Four in ten UK businesses are reporting increasing difficulty in holding onto staff, in the aftermath of the EU Referendum, with 40 per cent of companies saying turnover has increased since June 2016, according to a new employment and skills study1 from London First and Lloyds Banking Group.
It seems applicants are still coming through the door: 42 per cent of respondents said their experience of recruitment hasn’t changed over the past 18 months, whereas 33 per cent said it was easier and 24 per cent said it was more difficult.
But skills shortages are proving to be an ongoing headache for recruiters, with two thirds (62 per cent) of firms nationwide saying they face challenges in hiring the people they need, rising to three out of four companies in London (76 per cent).
Impact of skills shortages
Nearly one in three businesses (30 per cent) said skills shortages were stopping them from growing revenue or expanding, while a quarter (27 per cent) say the problem is hindering their ability to compete effectively. But, for many businesses, it’s the impact on their employees that concerns them most: nearly half (46 per cent) said that skills shortages meant increased workload and stress for existing staff.
The biggest skills gap appears to be technical and job-specific skills, with 38 per cent of respondents saying these were the most difficult skills to source, closely followed by management (30 per cent) and data analysis skills (28 per cent). Many thought these gaps would persist over the next 18 months, reflecting the UK’s long-term challenge in tackling its skills shortages.
Jasmine Whitbread, chief executive of London First, said:
“The most important thing to business is being able to hire, retain and train the talented people we need. The UK’s employment landscape is changing, with signs people are thinking about their long-term plans as Brexit approaches and the oncoming impact of automation. Companies are stepping up to re-train and re-skill the people we have but, as we prepare to leave the EU, business, government and the education sector need to work together to fill the massive skills gaps currently holding UK businesses back.”
Edward Thurman, Ambassador for London, Lloyds Banking Group, said: “The skills gap in the UK is one of the most pressing economic issues of the moment. It risks hindering businesses growth, competitiveness, and productivity and needs urgent attention.”

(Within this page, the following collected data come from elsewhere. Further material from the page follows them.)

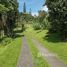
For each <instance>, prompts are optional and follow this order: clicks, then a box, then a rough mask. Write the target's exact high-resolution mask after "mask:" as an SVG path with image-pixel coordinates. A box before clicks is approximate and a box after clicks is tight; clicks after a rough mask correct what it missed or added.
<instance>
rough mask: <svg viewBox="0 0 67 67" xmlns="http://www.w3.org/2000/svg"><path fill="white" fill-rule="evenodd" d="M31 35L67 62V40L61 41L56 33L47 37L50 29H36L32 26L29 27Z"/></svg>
mask: <svg viewBox="0 0 67 67" xmlns="http://www.w3.org/2000/svg"><path fill="white" fill-rule="evenodd" d="M27 32H28V34H29V35H30V36H32V37H33V38H35V39H37V40H38V41H39V42H41V43H42V44H43V46H44V47H46V48H47V49H48V50H49V51H51V52H53V53H56V54H57V56H58V57H57V58H58V59H60V60H61V61H63V62H64V63H66V64H67V42H61V41H60V39H59V38H58V36H57V35H56V34H52V35H50V37H49V38H47V37H46V35H47V32H48V30H34V29H33V28H32V27H31V26H29V28H28V29H27Z"/></svg>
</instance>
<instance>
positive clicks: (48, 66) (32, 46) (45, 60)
mask: <svg viewBox="0 0 67 67" xmlns="http://www.w3.org/2000/svg"><path fill="white" fill-rule="evenodd" d="M25 35H26V39H27V42H28V44H29V48H30V51H31V54H32V58H33V63H34V65H35V67H50V66H49V65H48V63H47V62H46V60H45V59H43V57H41V56H40V57H38V54H39V51H38V49H37V48H36V47H35V46H34V44H33V43H32V42H31V40H30V36H29V34H28V33H27V32H25Z"/></svg>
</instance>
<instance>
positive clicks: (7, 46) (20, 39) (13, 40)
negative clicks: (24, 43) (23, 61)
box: [0, 37, 21, 67]
mask: <svg viewBox="0 0 67 67" xmlns="http://www.w3.org/2000/svg"><path fill="white" fill-rule="evenodd" d="M7 39H8V40H10V43H8V40H6V41H7V42H6V41H4V43H0V44H1V45H0V67H16V64H17V60H18V56H19V53H20V48H21V37H17V38H15V39H13V40H11V39H10V38H7ZM4 44H6V45H4Z"/></svg>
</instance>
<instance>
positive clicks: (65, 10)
mask: <svg viewBox="0 0 67 67" xmlns="http://www.w3.org/2000/svg"><path fill="white" fill-rule="evenodd" d="M46 5H47V7H48V10H49V20H50V21H51V28H50V29H51V30H53V31H56V32H58V33H60V34H61V37H62V36H63V37H62V38H63V39H64V40H67V0H46Z"/></svg>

“The next few years are critical. As our survey shows, businesses are facing unprecedented changes in the nature of roles and the skills they require; and firms across all sectors have a part to play in addressing the problem.”
Automation and skills
Most businesses expect job automation to impact within the next seven years, when many pupils beginning secondary school now will enter the workplace. Three out of four companies are planning for an impact on their staff numbers or a change in their need for skills.
Amongst those who are planning for automation, one in five existing roles (22 per cent) are expected to be replaced, with manufacturing (25 per cent), administrative (24 per cent), sales and customer services (23 per cent) most likely to be affected, as well as one in five managerial (19 per cent), professional (19 per cent) and skilled trade (22 per cent) roles.
Nevertheless four out of ten respondents (44 per cent) expect to increase their headcount over the next 18 months, with a notable focus on long-term planning. Nearly half of companies (46 per cent) are looking to hire to improve their skill-set and four out of ten (39 per cent) are thinking about succession planning.
And companies are expecting to fill a quarter of roles (24 per cent) by re-training staff, through on-the-job or full-time training. One in five (21 per cent) think they will have to look for new hires to fill any skills gaps.
Apprenticeships and engagement
To help generate a pipeline of future talent, two thirds of companies (66 per cent) are already engaged with local schools, colleges and universities and many want to do more (60 per cent). Concerns about time and cost are holding businesses back with around one in five companies find it difficult to partner with or engage a local school.
Apprenticeships are proving to be a popular route for employers, with nearly two thirds of companies surveyed employing apprentices (63 per cent) and, of these, eight out of 10 planning to either hire more or maintain current levels over the next couple of years. Only one in 10 were planning to reduce the number of apprentices they take on.
But only a third (30 per cent) of respondents thought the apprenticeship levy was working well, with many wanting increased flexibility in how the levy is spent, enabling investment in further training or a contribution towards the cost of recruiting, training and employing apprentices.
The Skills and Employment Commission
London First has established the Employment and Skills Commission, chaired by John Allan CBE and made up of business leaders from sectors including construction, finance, transport, technology, engineering and professional services to bring a strong business insight to tackling the UK’s skills gap.
Today, the Commission has published its consultation for employers, available here, and it will publish a business-led skills strategy, with clear calls to action for government, education and business, later this summer.
John Allan CBE, Chairman of London First and the Employment and Skills Commission, said:
“Too many Londoners are missing out on the skills they need and not sharing in our capital’s success. Business is ready to step up and tackle the skills gaps head on, making the most of the talent we have. But government will need to make changes to policy, helping us challenge weaknesses and secure the step-change we need on skills. With Brexit rapidly approaching, London First’s Employment and Skills Commission could not come at a better, or more needed, time.”